As much as I liked to get excited bout these kinds of papers:

"Recomputing the AlphaGo Zero weights will take about 1700 years on commodity hardware."

[1] https://github.com/leela-zero/leela-zero


Yeah, but that's an embarassingly parallel task, so you can recreate it with sufficient resources. If there's a sufficiently lucrative application, businesses will happily pay that.


And it's already been done for the chess version, in a community effort[0]. Well, "recomputing the weights" isn't plausible for a neural network of this size, but computing weights that give the network a similar level of performance.

[0] https://lczero.org/


One thing I think that will be critical to the future of software is community efforts to build deep neural nets that match the AI power of the big companies.
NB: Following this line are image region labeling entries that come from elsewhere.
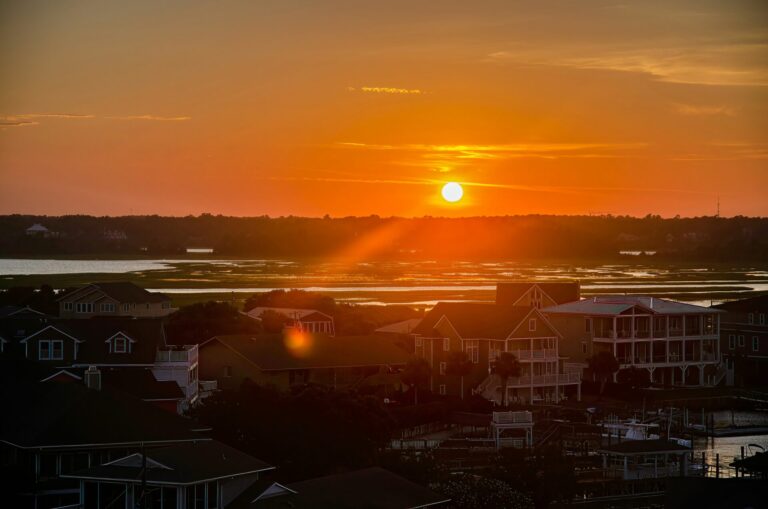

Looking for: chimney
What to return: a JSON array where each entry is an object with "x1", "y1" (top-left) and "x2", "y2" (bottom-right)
[{"x1": 85, "y1": 366, "x2": 101, "y2": 391}]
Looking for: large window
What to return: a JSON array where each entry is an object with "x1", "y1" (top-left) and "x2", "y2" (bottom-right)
[
  {"x1": 75, "y1": 302, "x2": 93, "y2": 313},
  {"x1": 37, "y1": 339, "x2": 64, "y2": 361}
]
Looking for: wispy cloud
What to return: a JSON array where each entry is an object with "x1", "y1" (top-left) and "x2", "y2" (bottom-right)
[
  {"x1": 337, "y1": 142, "x2": 646, "y2": 161},
  {"x1": 673, "y1": 104, "x2": 736, "y2": 117},
  {"x1": 0, "y1": 113, "x2": 192, "y2": 129},
  {"x1": 485, "y1": 38, "x2": 768, "y2": 86},
  {"x1": 104, "y1": 115, "x2": 192, "y2": 122},
  {"x1": 347, "y1": 87, "x2": 426, "y2": 95}
]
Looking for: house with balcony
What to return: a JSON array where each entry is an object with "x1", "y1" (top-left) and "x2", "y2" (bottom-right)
[
  {"x1": 542, "y1": 295, "x2": 724, "y2": 386},
  {"x1": 244, "y1": 307, "x2": 336, "y2": 336},
  {"x1": 0, "y1": 313, "x2": 198, "y2": 413},
  {"x1": 200, "y1": 331, "x2": 411, "y2": 390},
  {"x1": 58, "y1": 281, "x2": 176, "y2": 318},
  {"x1": 712, "y1": 295, "x2": 768, "y2": 387},
  {"x1": 413, "y1": 302, "x2": 581, "y2": 404}
]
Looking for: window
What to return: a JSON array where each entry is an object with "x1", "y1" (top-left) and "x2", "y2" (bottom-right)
[
  {"x1": 112, "y1": 336, "x2": 128, "y2": 353},
  {"x1": 75, "y1": 302, "x2": 93, "y2": 313},
  {"x1": 37, "y1": 339, "x2": 64, "y2": 361},
  {"x1": 465, "y1": 339, "x2": 480, "y2": 364}
]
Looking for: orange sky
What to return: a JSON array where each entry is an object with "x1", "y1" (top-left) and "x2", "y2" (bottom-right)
[{"x1": 0, "y1": 0, "x2": 768, "y2": 216}]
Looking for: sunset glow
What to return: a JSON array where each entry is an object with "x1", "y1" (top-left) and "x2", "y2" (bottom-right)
[
  {"x1": 0, "y1": 0, "x2": 768, "y2": 217},
  {"x1": 441, "y1": 182, "x2": 464, "y2": 203}
]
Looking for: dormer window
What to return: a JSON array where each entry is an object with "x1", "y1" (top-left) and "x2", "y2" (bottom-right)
[
  {"x1": 106, "y1": 333, "x2": 134, "y2": 353},
  {"x1": 37, "y1": 339, "x2": 64, "y2": 361}
]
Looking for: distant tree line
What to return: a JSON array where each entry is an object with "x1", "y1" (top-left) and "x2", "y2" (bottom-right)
[{"x1": 0, "y1": 214, "x2": 768, "y2": 261}]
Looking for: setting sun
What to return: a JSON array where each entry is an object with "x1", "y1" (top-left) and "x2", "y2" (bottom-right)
[{"x1": 441, "y1": 182, "x2": 464, "y2": 203}]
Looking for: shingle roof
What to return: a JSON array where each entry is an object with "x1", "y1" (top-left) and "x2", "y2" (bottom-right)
[
  {"x1": 496, "y1": 281, "x2": 580, "y2": 306},
  {"x1": 413, "y1": 302, "x2": 531, "y2": 339},
  {"x1": 0, "y1": 361, "x2": 204, "y2": 448},
  {"x1": 63, "y1": 440, "x2": 275, "y2": 484},
  {"x1": 51, "y1": 317, "x2": 165, "y2": 365},
  {"x1": 542, "y1": 295, "x2": 720, "y2": 316},
  {"x1": 200, "y1": 334, "x2": 410, "y2": 371},
  {"x1": 244, "y1": 467, "x2": 450, "y2": 509},
  {"x1": 59, "y1": 281, "x2": 171, "y2": 304}
]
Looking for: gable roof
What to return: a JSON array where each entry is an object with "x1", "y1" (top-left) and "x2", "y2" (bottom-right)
[
  {"x1": 243, "y1": 467, "x2": 450, "y2": 509},
  {"x1": 413, "y1": 302, "x2": 531, "y2": 339},
  {"x1": 62, "y1": 440, "x2": 275, "y2": 485},
  {"x1": 0, "y1": 360, "x2": 205, "y2": 448},
  {"x1": 200, "y1": 334, "x2": 410, "y2": 371},
  {"x1": 496, "y1": 281, "x2": 581, "y2": 306},
  {"x1": 57, "y1": 281, "x2": 171, "y2": 304},
  {"x1": 601, "y1": 439, "x2": 691, "y2": 455},
  {"x1": 541, "y1": 295, "x2": 722, "y2": 316},
  {"x1": 245, "y1": 307, "x2": 333, "y2": 321}
]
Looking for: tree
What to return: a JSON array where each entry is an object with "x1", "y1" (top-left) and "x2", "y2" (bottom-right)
[
  {"x1": 445, "y1": 352, "x2": 472, "y2": 399},
  {"x1": 491, "y1": 352, "x2": 522, "y2": 406},
  {"x1": 429, "y1": 474, "x2": 533, "y2": 509},
  {"x1": 400, "y1": 357, "x2": 432, "y2": 405},
  {"x1": 587, "y1": 351, "x2": 619, "y2": 396},
  {"x1": 616, "y1": 366, "x2": 651, "y2": 391}
]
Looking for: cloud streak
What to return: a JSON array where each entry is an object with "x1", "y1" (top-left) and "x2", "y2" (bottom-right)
[{"x1": 347, "y1": 87, "x2": 426, "y2": 95}]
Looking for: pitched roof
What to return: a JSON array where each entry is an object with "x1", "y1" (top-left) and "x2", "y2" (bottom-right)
[
  {"x1": 200, "y1": 333, "x2": 410, "y2": 371},
  {"x1": 242, "y1": 467, "x2": 450, "y2": 509},
  {"x1": 601, "y1": 439, "x2": 691, "y2": 454},
  {"x1": 0, "y1": 361, "x2": 204, "y2": 448},
  {"x1": 51, "y1": 317, "x2": 165, "y2": 365},
  {"x1": 496, "y1": 281, "x2": 580, "y2": 306},
  {"x1": 375, "y1": 318, "x2": 422, "y2": 334},
  {"x1": 712, "y1": 294, "x2": 768, "y2": 311},
  {"x1": 62, "y1": 440, "x2": 275, "y2": 485},
  {"x1": 58, "y1": 281, "x2": 171, "y2": 303},
  {"x1": 101, "y1": 368, "x2": 184, "y2": 400},
  {"x1": 413, "y1": 302, "x2": 531, "y2": 339},
  {"x1": 245, "y1": 307, "x2": 333, "y2": 321},
  {"x1": 542, "y1": 295, "x2": 721, "y2": 316}
]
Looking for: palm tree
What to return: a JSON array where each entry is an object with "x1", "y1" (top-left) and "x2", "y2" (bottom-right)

There are newer approaches where specialising for the problem domain (Go) gets you a 5-100x speedup: https://github.com/lightvector/KataGo/


Indeed that's a weird thing to say, especially since AFAIK AlphaGo is for (very large) discrete search spaces (where Monte Carlo Tree Search would be used), & equity trading doesn't strike me as a discrete search space.. is it ?


Yes? At any point in time you can buy or sell a discrete number of shares in a finite universe of stocks.

The bigger difference in equity trading is that it's a "game" of hidden information with asymmetric and maybe unknown payoffs. Of course, computers are pretty good at trading stocks, too, but I can say confidently AlphaZero won't be the most useful approach.


A part missing in your analysis is that time is involved in the decisions, and that time is continuous, and that time is very important


Is time really continuous in this case? I have absolutely no idea how it's implemented in practice, but would assume that stock exchange computers use some sort of game loop at a consistent rate.


Sound is not discrete either, it does not seem to be a problem on computers, though.


That's the feature space, not the decision space


Well at least the second author, Tucker Balch, is a computational investing consultant / lecturer. I'm sure they'll continue to work this angle, even if it's not yet there.